EDP. Bruxelas investiga preço
demasiado baixo pago por concessões
Por Filipe Paiva Cardoso
publicado em 19 Set 2013 in (jornal) i online
"Comissão Europeia tem
dúvidas de que a EDP tenha pago um preço adequado pelas concessões." Água
portuguesa é dos chineses até 2052
Em 2052, se tudo correr bem na sua vida, António Mexia vai
ter 95 anos. A mesma idade que então terá José Sócrates, primeiro-ministro
português em 2007, ano em que a EDP - agora nas mãos do Estado chinês - assinou
uma série de extensões de prazos de concessão com o governo socialista que,
volvidos seis anos, começam a suscitar a desconfiança de Bruxelas.

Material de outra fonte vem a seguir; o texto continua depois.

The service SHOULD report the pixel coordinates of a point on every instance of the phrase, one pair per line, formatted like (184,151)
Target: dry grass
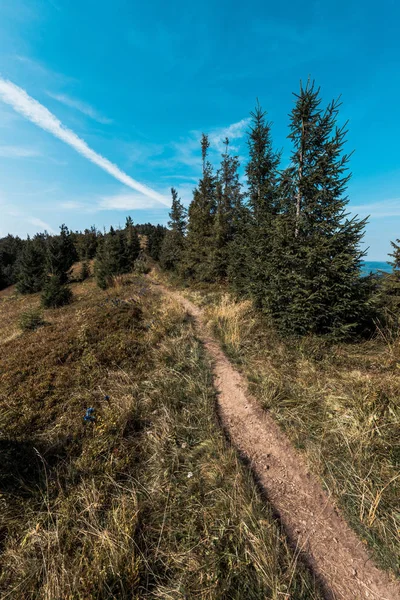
(338,403)
(147,502)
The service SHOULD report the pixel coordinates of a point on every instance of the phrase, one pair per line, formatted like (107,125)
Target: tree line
(285,239)
(44,262)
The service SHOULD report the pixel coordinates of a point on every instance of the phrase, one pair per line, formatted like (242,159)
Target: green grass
(147,502)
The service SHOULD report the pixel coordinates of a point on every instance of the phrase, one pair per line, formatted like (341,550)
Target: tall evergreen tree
(112,258)
(154,241)
(173,243)
(262,179)
(132,243)
(198,261)
(10,250)
(316,247)
(61,254)
(228,198)
(390,288)
(32,266)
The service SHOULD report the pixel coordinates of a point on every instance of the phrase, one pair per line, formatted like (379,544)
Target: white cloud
(384,208)
(125,202)
(40,224)
(82,107)
(18,152)
(232,132)
(41,116)
(188,150)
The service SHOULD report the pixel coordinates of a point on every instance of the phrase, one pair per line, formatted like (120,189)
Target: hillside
(147,501)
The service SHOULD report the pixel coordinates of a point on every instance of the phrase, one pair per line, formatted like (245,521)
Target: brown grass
(338,403)
(147,502)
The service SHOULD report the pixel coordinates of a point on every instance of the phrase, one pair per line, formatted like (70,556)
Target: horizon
(94,131)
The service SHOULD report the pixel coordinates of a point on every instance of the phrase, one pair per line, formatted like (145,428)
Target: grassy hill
(337,402)
(147,501)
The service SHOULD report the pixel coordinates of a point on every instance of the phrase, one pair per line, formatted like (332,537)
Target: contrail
(37,113)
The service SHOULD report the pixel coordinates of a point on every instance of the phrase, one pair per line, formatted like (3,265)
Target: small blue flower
(89,418)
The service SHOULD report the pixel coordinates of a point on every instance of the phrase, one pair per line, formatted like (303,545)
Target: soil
(310,518)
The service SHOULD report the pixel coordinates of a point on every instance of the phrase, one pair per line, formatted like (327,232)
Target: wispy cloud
(124,202)
(384,208)
(37,113)
(187,150)
(233,132)
(18,152)
(40,224)
(82,107)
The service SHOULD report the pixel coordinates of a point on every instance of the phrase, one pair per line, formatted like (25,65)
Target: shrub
(85,271)
(31,319)
(55,293)
(142,266)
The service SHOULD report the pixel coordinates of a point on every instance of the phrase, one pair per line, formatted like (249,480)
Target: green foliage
(132,243)
(113,256)
(142,266)
(85,271)
(173,244)
(31,320)
(55,292)
(10,250)
(154,241)
(315,256)
(256,232)
(86,243)
(31,266)
(198,259)
(228,201)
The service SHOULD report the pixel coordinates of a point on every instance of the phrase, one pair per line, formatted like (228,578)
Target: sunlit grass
(148,501)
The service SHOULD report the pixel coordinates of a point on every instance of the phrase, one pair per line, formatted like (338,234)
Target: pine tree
(173,243)
(132,243)
(32,266)
(198,263)
(55,292)
(112,257)
(10,250)
(86,243)
(61,254)
(390,288)
(262,178)
(228,198)
(154,241)
(316,253)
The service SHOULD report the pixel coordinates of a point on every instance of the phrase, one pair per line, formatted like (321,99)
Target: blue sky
(138,82)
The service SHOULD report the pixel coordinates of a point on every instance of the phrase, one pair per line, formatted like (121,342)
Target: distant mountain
(374,266)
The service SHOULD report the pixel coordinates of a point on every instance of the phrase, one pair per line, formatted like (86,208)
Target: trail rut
(309,516)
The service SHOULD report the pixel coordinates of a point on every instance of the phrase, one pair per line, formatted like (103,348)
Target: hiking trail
(309,516)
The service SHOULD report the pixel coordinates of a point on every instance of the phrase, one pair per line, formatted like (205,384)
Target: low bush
(55,293)
(31,319)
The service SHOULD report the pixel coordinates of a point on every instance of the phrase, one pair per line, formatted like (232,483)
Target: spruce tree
(228,198)
(173,243)
(154,241)
(390,288)
(31,266)
(262,179)
(112,257)
(198,260)
(61,254)
(10,250)
(132,243)
(316,253)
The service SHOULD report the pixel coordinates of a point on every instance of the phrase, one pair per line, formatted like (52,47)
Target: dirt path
(310,518)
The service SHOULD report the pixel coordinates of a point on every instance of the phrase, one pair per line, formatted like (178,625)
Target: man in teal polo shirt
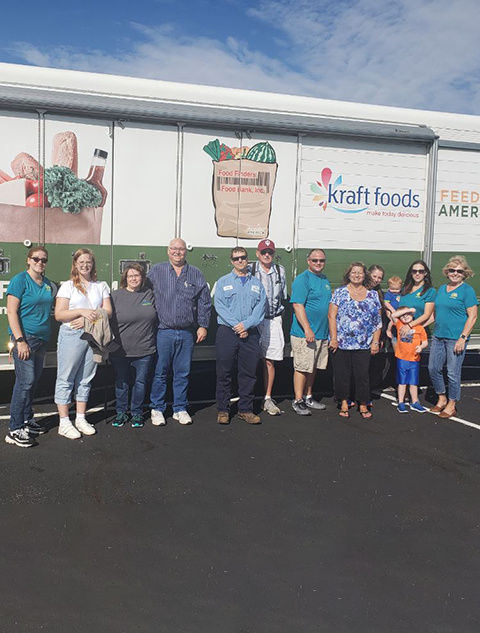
(310,297)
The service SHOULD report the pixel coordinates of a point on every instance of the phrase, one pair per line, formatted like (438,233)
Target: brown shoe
(249,417)
(223,417)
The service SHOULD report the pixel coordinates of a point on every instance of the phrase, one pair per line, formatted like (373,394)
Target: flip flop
(366,415)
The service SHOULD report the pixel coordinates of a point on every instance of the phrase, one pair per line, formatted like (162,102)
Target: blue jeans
(441,350)
(175,351)
(27,374)
(75,367)
(131,372)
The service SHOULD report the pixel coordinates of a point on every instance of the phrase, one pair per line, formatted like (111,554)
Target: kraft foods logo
(332,193)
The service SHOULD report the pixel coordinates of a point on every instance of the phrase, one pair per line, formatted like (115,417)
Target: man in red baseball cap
(272,341)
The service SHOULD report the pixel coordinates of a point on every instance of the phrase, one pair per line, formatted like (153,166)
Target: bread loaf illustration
(65,151)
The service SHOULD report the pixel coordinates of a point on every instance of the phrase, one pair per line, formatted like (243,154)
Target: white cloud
(412,53)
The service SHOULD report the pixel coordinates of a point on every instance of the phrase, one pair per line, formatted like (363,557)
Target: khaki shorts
(272,340)
(307,356)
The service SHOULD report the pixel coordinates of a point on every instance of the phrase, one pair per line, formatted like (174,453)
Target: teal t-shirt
(417,300)
(314,292)
(451,310)
(35,304)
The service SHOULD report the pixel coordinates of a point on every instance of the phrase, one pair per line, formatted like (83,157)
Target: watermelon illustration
(262,153)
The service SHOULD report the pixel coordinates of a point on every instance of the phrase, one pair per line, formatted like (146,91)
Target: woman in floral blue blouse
(355,324)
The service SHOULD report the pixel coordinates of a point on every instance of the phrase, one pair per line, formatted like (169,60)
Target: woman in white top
(77,300)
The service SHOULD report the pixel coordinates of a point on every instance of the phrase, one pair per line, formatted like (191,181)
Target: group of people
(151,324)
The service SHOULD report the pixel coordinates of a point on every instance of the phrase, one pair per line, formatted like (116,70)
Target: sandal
(446,416)
(437,409)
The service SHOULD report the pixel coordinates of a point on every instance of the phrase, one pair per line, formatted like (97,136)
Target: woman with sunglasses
(78,300)
(418,293)
(456,309)
(30,298)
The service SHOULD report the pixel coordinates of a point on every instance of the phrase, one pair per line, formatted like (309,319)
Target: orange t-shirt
(405,349)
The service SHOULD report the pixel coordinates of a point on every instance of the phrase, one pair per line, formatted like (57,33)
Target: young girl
(77,300)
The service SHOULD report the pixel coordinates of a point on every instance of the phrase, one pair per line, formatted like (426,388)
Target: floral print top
(356,320)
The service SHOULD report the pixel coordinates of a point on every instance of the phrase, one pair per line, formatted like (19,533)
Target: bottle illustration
(96,172)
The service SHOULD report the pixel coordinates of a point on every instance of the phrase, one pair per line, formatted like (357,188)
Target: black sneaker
(20,437)
(120,420)
(34,428)
(300,407)
(137,421)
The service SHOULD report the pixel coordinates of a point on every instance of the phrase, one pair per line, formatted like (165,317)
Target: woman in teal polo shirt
(418,293)
(30,298)
(455,315)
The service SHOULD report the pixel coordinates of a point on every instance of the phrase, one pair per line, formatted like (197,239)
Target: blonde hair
(75,275)
(458,260)
(395,280)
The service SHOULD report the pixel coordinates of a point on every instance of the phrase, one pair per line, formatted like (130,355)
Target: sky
(409,53)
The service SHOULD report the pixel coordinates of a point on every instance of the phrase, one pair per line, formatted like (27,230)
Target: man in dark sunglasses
(311,294)
(240,306)
(272,341)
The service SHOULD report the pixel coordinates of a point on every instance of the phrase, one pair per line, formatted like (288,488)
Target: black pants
(241,355)
(352,362)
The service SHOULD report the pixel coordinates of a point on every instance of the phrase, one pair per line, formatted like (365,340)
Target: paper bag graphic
(242,188)
(242,195)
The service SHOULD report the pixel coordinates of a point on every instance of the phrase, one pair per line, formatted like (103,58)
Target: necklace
(357,292)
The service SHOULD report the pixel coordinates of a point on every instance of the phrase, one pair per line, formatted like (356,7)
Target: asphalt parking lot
(299,524)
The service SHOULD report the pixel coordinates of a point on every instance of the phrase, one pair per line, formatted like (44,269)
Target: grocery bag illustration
(73,206)
(242,188)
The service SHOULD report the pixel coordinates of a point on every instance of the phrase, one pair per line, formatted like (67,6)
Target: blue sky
(410,53)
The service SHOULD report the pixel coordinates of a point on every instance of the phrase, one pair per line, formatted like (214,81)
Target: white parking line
(465,422)
(48,414)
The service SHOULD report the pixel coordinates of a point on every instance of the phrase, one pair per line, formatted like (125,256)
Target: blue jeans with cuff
(175,351)
(27,374)
(441,351)
(76,367)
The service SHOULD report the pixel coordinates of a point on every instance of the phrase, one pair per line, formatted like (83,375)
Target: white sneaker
(69,431)
(85,427)
(158,419)
(182,417)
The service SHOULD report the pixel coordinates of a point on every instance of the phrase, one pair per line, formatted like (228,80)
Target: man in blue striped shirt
(240,305)
(183,305)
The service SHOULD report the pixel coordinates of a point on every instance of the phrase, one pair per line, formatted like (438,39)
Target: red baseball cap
(266,244)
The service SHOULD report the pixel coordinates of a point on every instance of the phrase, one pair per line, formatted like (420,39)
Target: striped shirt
(275,286)
(181,301)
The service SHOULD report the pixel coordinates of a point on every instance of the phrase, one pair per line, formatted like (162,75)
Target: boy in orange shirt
(407,352)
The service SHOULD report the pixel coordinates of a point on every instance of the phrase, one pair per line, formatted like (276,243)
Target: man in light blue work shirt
(240,306)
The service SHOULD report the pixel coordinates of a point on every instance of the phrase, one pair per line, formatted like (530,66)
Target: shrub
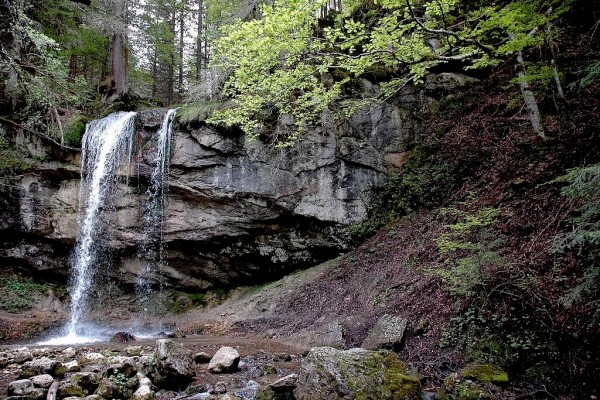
(583,236)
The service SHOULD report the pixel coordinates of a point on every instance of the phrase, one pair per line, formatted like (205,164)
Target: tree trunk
(199,53)
(181,44)
(171,67)
(529,98)
(118,85)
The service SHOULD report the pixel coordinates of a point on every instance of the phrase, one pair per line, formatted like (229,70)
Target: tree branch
(486,49)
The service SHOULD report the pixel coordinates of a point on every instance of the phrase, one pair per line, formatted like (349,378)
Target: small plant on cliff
(471,249)
(19,293)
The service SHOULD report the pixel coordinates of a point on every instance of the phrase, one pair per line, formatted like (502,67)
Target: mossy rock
(358,374)
(485,373)
(74,129)
(454,388)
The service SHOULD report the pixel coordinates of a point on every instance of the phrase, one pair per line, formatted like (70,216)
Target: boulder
(70,389)
(132,351)
(92,358)
(88,381)
(202,357)
(220,388)
(330,334)
(144,392)
(387,333)
(69,352)
(281,357)
(122,337)
(281,389)
(113,389)
(174,363)
(72,366)
(328,373)
(22,355)
(268,369)
(226,359)
(41,366)
(20,388)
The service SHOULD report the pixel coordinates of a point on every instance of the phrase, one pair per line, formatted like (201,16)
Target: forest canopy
(62,61)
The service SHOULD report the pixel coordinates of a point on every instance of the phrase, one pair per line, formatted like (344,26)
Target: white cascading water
(106,143)
(152,248)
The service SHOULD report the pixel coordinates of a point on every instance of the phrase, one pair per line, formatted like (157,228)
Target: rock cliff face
(238,212)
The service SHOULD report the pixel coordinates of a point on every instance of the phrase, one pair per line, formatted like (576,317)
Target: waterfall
(151,249)
(105,145)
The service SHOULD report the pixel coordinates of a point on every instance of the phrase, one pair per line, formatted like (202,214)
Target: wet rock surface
(238,211)
(142,377)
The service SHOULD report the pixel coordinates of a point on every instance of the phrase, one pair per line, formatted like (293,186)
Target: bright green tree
(294,61)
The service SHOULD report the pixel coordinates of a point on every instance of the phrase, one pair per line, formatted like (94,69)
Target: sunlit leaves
(285,62)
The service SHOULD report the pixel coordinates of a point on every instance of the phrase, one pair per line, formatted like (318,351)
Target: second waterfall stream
(107,149)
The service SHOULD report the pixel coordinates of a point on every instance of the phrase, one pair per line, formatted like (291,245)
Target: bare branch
(42,135)
(487,49)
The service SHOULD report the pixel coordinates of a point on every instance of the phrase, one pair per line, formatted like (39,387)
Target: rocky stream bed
(202,367)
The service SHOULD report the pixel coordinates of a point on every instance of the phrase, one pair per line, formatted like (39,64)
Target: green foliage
(35,63)
(287,62)
(198,299)
(583,236)
(74,130)
(10,161)
(591,74)
(504,337)
(425,182)
(19,293)
(471,249)
(198,111)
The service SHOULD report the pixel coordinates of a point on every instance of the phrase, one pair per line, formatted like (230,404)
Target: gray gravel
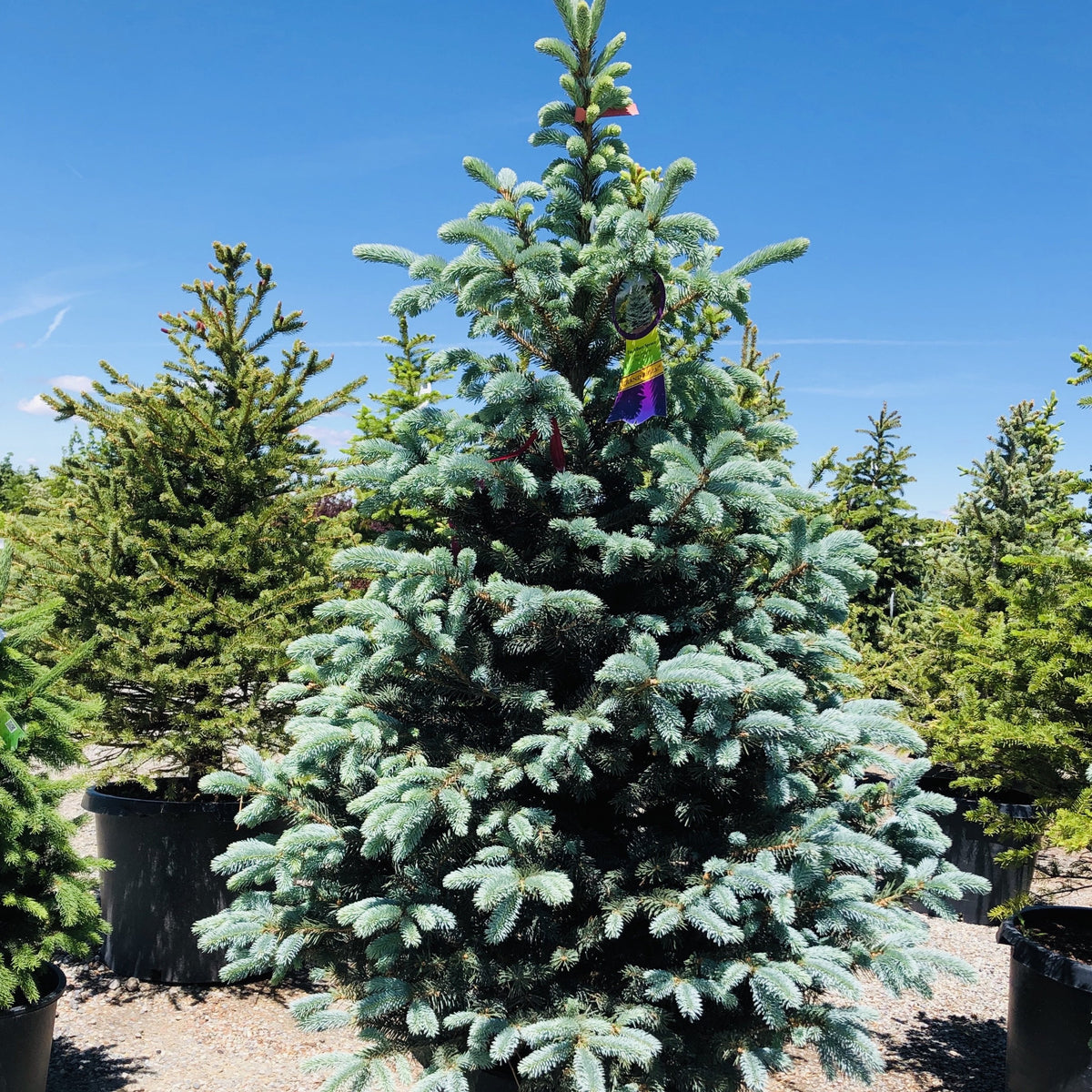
(241,1038)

Em causa estão suspeitas de violação das regras de
concorrência pela EDP e pelo ex-governo, já que a Comissão Europeia desconfia
não só do preço demasiado baixo pago, pela eléctrica, pelas concessões de
recursos hídricos públicos, mas também do excessivo prazo das mesmas
concessões: algumas vão até 2052, ano em que os responsáveis visados celebrarão
então 95 anos de vida.
A EDP, que lucra mais de mil milhões de euros por ano,
assinou em 2007 com o Estado português o alargamento das concessões que lhe
foram cedidas para a utilização de recursos hídricos na produção de
electricidade. O preço destes prolongamentos de concessão foi de 759 milhões de
euros, dos quais a EDP ainda conseguiu descontar 56 milhões em impostos (não)
pagos ao Estado. Para Bruxelas, e segundo o comunicado de ontem, o acordo
Mexia/Sócrates permitiu à EDP manter sob controlo mais de 27 centrais
eléctricas que, em conjunto, representam quase 30% das capacidades de produção
do país - um controlo que, além de ter custado pouco dinheiro, foi ainda cedido
"por um período de tempo muito longo, só terminando, em certos casos, em
2052", diz a CE. "A Comissão apreciará, em especial, se a medida
proporcionou uma vantagem económica indevida à EDP relativamente aos seus
concorrentes, limitando a entrada no mercado da electricidade em
Portugal", salienta o mesmo comunicado.
A Comissão Europeia já iniciou, aliás, a sua investigação a
esta polémica, numa análise que já lhe permite apontar que, "com base nas
informações disponíveis nesta fase, a Comissão tem dúvidas de que a EDP tenha
pago um preço adequado pelas concessões. Tal poderá ter dado à EDP uma vantagem
selectiva que os seus concorrentes não tiveram, configurando, assim, um auxílio
estatal" incompatível com as regras europeias. Além disso, "a longa
duração da concessão pode ter tido, em si mesma, um efeito anticoncorrencial,
impedindo a entrada de concorrentes interessados no mercado português".
A entrada tardia da Comissão Europeia em cena prende-se com
a total inexistência e/ou inoperância de organismos independentes em Portugal.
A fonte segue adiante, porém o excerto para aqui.